While this all sounds very industrial, the farm and farming is still clearly central to the Sheppy gestalt. Farm tours are a part of the Sheppy’s experience where people can visit with a handful of horses and Scrumpy the donkey and gaze upon the herd of traditional English Longhorn cattle maintained on the farm (their meat is available in the farm shop from time to time). Two hundred and fifty acres is still used to grow arable crops such as wheat, oats, barley, and field beans, some of which is sold but much of which goes to maintain the cattle during the winter months. The cattle are also fed the spent pomace after the fall apples are pressed. And with a mindfulness of both the farm’s bottom line and the integrity of the local environment, the Sheppy’s built a wetland ecosystem to purify and absorb the waste water used in the cider production that is now home to a myriad of creatures – frogs and birds and buzzing insects.

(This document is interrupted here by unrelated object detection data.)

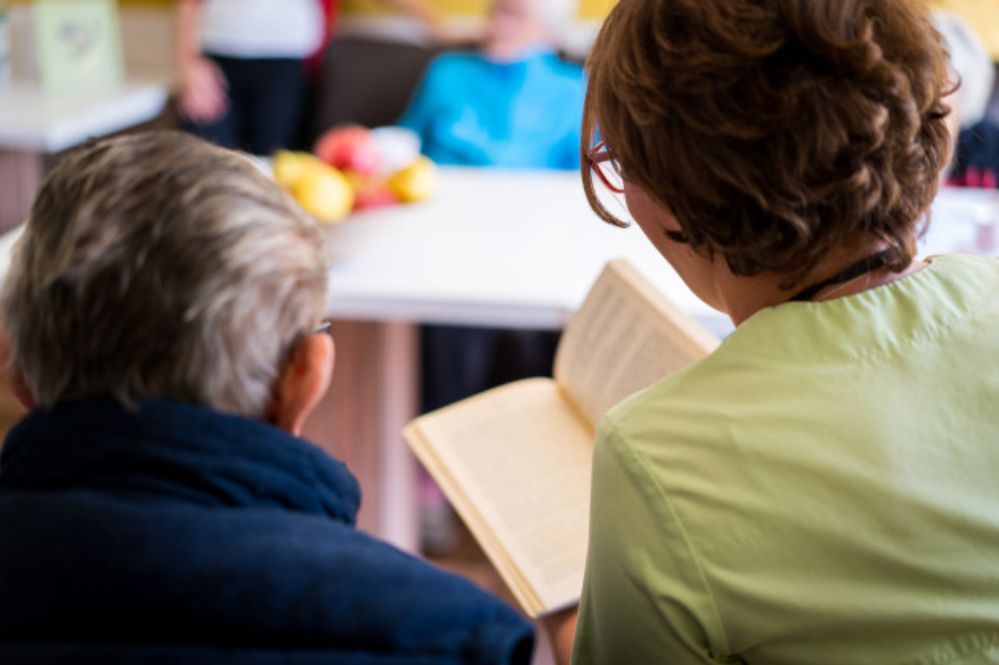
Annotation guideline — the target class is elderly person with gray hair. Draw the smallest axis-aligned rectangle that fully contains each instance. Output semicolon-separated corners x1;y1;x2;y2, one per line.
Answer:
0;133;532;664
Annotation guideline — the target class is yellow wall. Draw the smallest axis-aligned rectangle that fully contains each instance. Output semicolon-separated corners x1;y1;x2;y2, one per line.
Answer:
340;0;615;20
930;0;999;62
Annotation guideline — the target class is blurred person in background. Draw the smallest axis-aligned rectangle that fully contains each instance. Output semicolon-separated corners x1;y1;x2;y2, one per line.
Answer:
176;0;440;155
398;0;585;553
933;11;999;189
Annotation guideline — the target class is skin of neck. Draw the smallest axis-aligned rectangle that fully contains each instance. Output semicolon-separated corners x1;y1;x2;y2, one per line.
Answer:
711;240;927;326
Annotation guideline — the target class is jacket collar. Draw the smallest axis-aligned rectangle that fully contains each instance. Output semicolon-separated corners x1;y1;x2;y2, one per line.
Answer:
0;399;360;525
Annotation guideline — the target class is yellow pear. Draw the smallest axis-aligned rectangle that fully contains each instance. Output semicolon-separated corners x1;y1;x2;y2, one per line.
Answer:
291;160;354;222
272;150;321;189
386;155;437;202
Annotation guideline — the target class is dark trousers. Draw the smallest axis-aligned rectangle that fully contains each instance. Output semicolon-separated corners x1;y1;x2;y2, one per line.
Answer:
421;326;559;412
187;55;306;155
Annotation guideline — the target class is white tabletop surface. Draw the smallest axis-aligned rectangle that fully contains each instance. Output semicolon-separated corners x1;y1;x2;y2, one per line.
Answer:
329;168;732;329
329;168;999;334
0;168;999;334
0;81;167;153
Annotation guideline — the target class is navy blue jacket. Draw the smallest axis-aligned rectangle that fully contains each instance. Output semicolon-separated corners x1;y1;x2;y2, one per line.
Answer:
0;400;533;665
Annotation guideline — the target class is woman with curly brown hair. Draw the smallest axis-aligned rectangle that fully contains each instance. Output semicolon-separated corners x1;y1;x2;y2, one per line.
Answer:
550;0;999;665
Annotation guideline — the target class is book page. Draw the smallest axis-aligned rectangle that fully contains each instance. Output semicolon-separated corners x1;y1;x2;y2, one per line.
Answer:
404;379;593;616
555;260;718;427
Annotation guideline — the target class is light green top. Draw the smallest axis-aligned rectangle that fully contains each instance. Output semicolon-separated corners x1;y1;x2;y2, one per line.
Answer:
573;256;999;665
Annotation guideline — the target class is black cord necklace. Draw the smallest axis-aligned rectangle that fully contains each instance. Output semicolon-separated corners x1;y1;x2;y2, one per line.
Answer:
787;249;892;302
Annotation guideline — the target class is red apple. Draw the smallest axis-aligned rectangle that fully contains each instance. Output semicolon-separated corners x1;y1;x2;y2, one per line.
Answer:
313;125;378;174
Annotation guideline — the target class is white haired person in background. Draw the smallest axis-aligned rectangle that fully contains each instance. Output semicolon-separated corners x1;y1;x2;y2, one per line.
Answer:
0;132;532;664
933;11;999;189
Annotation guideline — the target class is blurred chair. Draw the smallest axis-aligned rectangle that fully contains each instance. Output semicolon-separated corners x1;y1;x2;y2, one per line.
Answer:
311;37;442;139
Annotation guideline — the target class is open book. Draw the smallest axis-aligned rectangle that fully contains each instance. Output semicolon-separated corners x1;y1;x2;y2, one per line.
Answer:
403;260;718;617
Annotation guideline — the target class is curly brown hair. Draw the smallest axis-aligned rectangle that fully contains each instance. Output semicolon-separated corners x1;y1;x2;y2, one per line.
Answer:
583;0;951;286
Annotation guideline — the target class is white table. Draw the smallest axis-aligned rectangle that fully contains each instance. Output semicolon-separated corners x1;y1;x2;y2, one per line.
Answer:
0;81;167;229
307;169;999;548
0;169;999;550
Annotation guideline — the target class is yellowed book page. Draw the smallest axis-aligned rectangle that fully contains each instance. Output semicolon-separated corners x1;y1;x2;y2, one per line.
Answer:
404;379;593;616
555;260;718;427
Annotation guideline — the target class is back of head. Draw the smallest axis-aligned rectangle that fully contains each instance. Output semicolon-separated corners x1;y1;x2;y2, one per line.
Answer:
583;0;950;278
0;132;328;417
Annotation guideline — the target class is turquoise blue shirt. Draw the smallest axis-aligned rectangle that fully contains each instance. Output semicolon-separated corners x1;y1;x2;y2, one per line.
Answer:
573;256;999;665
399;52;585;169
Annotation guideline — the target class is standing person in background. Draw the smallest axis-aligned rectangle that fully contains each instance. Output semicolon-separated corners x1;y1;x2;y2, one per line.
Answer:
177;0;328;155
176;0;440;155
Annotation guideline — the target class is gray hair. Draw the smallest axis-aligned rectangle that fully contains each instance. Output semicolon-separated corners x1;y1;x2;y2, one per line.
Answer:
0;132;328;417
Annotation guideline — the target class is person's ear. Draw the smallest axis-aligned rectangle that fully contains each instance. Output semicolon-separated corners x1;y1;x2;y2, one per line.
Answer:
0;329;38;411
267;334;336;436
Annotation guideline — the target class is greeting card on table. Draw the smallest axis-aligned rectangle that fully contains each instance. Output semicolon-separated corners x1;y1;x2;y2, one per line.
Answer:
34;0;124;92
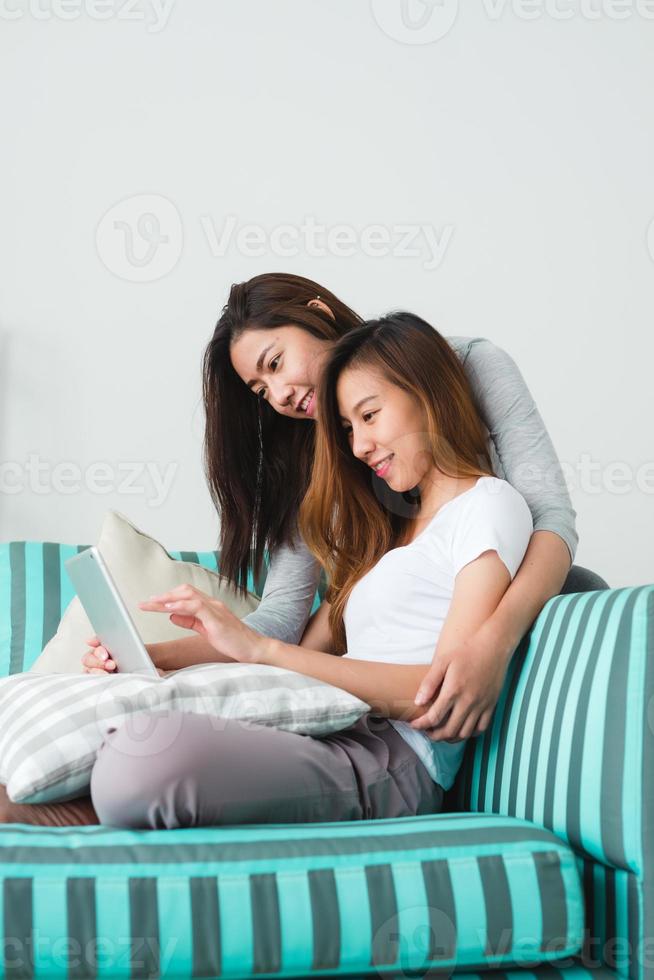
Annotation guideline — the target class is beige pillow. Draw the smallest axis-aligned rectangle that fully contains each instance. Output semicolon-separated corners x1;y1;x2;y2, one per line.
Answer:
30;510;259;674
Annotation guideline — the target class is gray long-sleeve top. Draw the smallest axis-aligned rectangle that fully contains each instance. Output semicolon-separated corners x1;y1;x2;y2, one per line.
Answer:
243;337;579;643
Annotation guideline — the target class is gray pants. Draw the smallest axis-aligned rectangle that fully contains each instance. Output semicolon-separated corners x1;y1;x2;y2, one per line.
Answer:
91;712;444;829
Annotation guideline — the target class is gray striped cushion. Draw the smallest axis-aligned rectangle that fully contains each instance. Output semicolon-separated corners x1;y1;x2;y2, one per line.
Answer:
0;663;370;803
0;814;583;978
451;585;654;978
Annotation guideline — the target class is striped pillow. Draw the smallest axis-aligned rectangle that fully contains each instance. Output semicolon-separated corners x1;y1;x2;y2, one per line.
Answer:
0;663;370;803
0;814;591;980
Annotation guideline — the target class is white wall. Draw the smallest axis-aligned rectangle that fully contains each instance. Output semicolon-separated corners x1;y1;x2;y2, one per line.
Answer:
0;0;654;585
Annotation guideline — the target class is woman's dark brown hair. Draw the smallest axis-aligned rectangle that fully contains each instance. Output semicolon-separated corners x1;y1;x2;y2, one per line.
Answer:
300;313;493;652
202;273;362;592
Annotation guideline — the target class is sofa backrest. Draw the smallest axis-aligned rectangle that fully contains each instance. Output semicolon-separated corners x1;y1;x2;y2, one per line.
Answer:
0;541;326;677
449;585;654;977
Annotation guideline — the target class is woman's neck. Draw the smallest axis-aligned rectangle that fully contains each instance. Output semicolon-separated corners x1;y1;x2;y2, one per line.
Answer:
394;474;479;545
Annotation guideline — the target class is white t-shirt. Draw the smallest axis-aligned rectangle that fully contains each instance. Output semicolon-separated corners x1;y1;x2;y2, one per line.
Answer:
343;476;533;789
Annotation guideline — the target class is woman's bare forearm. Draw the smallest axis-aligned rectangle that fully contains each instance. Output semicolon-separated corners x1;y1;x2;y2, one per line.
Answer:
146;633;235;670
480;531;570;659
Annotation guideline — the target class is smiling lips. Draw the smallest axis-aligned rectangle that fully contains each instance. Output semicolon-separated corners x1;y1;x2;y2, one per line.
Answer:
370;453;395;476
295;388;315;414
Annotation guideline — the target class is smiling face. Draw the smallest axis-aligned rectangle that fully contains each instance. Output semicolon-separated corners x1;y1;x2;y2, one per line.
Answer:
230;325;329;419
336;367;434;493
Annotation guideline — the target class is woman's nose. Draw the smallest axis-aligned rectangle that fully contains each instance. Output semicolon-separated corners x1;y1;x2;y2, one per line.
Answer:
268;378;295;408
352;432;375;463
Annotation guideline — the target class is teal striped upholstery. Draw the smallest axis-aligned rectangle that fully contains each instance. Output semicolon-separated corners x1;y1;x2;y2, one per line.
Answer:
451;586;654;978
0;814;583;977
0;541;325;677
0;542;654;980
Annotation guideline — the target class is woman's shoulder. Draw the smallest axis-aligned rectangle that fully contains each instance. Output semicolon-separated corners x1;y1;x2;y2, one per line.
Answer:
461;476;532;522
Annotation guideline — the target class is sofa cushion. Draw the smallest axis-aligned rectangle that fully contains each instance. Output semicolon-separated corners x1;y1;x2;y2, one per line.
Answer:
0;541;327;677
0;663;370;803
31;510;259;674
0;814;583;978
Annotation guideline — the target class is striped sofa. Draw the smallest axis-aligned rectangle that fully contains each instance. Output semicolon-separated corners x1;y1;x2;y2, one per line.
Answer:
0;542;654;980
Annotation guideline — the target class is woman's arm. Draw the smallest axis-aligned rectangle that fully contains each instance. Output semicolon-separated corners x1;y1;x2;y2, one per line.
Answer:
147;533;324;670
299;599;338;656
450;337;579;564
257;551;511;721
243;532;320;643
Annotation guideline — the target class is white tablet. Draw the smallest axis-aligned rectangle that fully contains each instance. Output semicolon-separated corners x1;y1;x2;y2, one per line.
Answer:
64;548;159;677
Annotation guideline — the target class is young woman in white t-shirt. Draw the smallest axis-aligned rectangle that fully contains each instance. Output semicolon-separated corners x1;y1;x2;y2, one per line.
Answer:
91;313;533;827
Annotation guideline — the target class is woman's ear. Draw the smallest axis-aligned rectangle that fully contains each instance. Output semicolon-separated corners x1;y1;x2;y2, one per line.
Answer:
307;299;336;320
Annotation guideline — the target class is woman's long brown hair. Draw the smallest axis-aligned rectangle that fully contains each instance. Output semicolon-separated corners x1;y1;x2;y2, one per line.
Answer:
202;273;363;592
300;313;493;652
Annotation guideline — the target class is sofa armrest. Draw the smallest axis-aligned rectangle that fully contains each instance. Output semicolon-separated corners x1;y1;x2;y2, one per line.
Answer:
454;585;654;976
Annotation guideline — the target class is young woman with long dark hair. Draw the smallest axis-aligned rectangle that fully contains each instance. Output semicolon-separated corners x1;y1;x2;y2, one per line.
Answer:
85;273;605;738
91;314;533;828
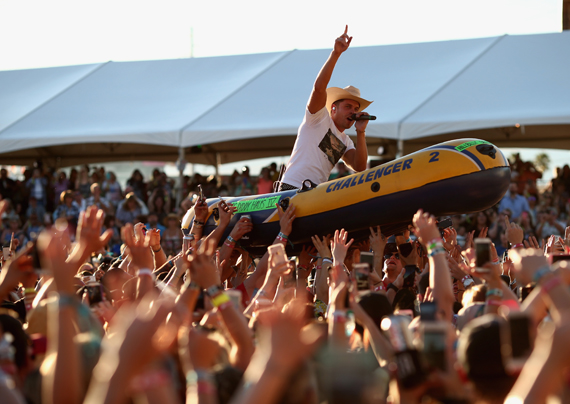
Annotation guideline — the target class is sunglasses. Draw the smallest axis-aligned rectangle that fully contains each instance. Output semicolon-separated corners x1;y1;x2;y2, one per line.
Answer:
384;252;400;260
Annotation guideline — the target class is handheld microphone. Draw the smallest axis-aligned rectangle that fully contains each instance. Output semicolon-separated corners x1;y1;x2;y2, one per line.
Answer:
350;114;376;121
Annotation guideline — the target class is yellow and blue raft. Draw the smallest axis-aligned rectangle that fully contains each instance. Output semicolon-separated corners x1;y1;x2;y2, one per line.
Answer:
182;139;510;253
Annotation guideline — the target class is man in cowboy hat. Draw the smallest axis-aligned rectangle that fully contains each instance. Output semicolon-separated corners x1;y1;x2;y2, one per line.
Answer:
279;26;372;191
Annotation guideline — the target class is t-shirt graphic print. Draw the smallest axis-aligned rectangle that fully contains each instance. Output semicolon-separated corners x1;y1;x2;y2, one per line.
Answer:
319;128;346;166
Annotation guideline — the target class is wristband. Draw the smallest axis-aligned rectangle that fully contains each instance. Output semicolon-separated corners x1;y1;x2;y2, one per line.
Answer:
137;268;154;278
210;292;231;307
386;283;400;293
428;246;447;257
427;238;443;252
130;370;169;393
188;281;200;290
540;276;562;293
57;293;79;309
532;265;552;283
485;289;503;297
205;285;224;297
333;310;346;323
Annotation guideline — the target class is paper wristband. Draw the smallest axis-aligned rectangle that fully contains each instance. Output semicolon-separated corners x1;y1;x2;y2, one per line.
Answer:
211;292;230;307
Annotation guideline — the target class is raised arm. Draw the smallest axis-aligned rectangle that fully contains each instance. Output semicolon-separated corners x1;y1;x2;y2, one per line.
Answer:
307;25;352;114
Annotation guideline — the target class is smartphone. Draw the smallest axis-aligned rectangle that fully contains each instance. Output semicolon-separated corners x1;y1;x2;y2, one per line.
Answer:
398;243;414;257
550;254;570;264
501;312;533;372
360;251;374;268
420;302;437;322
518;283;536;302
420;321;447;372
437;217;453;236
403;265;418;289
380;315;426;389
352;262;370;293
267;244;287;265
226;289;243;312
85;277;103;306
198;184;206;202
475;238;491;268
283;260;297;288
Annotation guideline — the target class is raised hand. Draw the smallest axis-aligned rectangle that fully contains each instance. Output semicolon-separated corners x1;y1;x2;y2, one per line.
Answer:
275;203;295;236
76;206;112;254
369;226;387;255
230;217;253;241
505;216;524;245
334;25;352;53
121;223;154;270
218;202;237;226
311;234;332;258
331;229;354;265
188;240;221;289
412;209;441;246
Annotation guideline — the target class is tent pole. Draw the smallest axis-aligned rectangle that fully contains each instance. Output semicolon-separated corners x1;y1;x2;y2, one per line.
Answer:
176;146;186;211
216;152;222;186
396;139;404;158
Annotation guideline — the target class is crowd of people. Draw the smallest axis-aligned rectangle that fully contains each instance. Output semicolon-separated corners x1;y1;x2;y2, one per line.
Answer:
0;163;279;255
0;152;570;404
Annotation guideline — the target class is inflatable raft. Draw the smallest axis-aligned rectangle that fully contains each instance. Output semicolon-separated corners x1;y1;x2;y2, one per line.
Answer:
182;139;511;254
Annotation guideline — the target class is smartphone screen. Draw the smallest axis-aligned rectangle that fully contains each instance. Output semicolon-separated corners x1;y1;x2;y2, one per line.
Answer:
360;251;374;268
267;244;287;265
352;263;370;292
550;254;570;264
509;316;532;359
403;265;418;289
422;322;447;371
85;284;103;306
398;243;414;257
475;238;491;267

But what of the ciders? Ever attuned to changing tastes and markets, a modern sensibility, and a willingness to innovate, David Sheppy now produces 16 different fermented beverages from the 1,800 tons of apples they press annually (half of which are grown on neighboring farms). With a few exceptions, all are made with blends of traditional British cider apples that thrive in Somerset such as Dabinette, Tremlett’s Bitter, Harry Masters Jersey, and Yarlington Mill. There are also several single varietal ciders. Falstaff, the only cider made with dessert fruit, is sparkling, light and crisp and devoid of tannin, meant for quaffing on a hot summer’s day. The single varietals of Kingston Black and Dabinette, on the other hand, are both sparkling and rich with tannins. The former is tart and dry, while the latter is more of a semi-dry cider, full of fruit with a hint of apricot. On the sweeter end of the spectrum is Cider with Raspberry, a light cider apple blend augmented with raspberry juice, a nod, perhaps, to a similar drink of the 17th century meant for ladies.
All of this production has got to go somewhere, and the Sheppy’s have quite reasonably looked to expand outside the traditional UK market. They sell to a few countries on the European continent, and have made some initial shipments to China, but the market that many cider makers are eyeing is, of course, the United States. Fortunately, the Sheppys have found a kindred spirit in Bruce Knight, owner of Orchard Gate Imports. Through his long friendship and association with JK Scrumpy of Michigan Bruce has developed a deep appreciation for farm-driven ciders, and, believing that Sheppy’s shares this mind-set, began importing two of the ciders into the US in 2014.
Nearly a hundred years on Sheppy’s cider has come a long way from the farmstead ciders of Stanley Sheppy. He has been described as quite a traditional man, and one wonders what he would make of the global cider market of today and the company his grandson has built. Farmers tend to be pragmatic people, though, so undoubtedly he would approve, for certainly David Sheppy has made his enterprise thrive suggesting that the Sheppy farming tradition will continue for generations to come, sinking their roots even deeper into the rich soil of Somerset.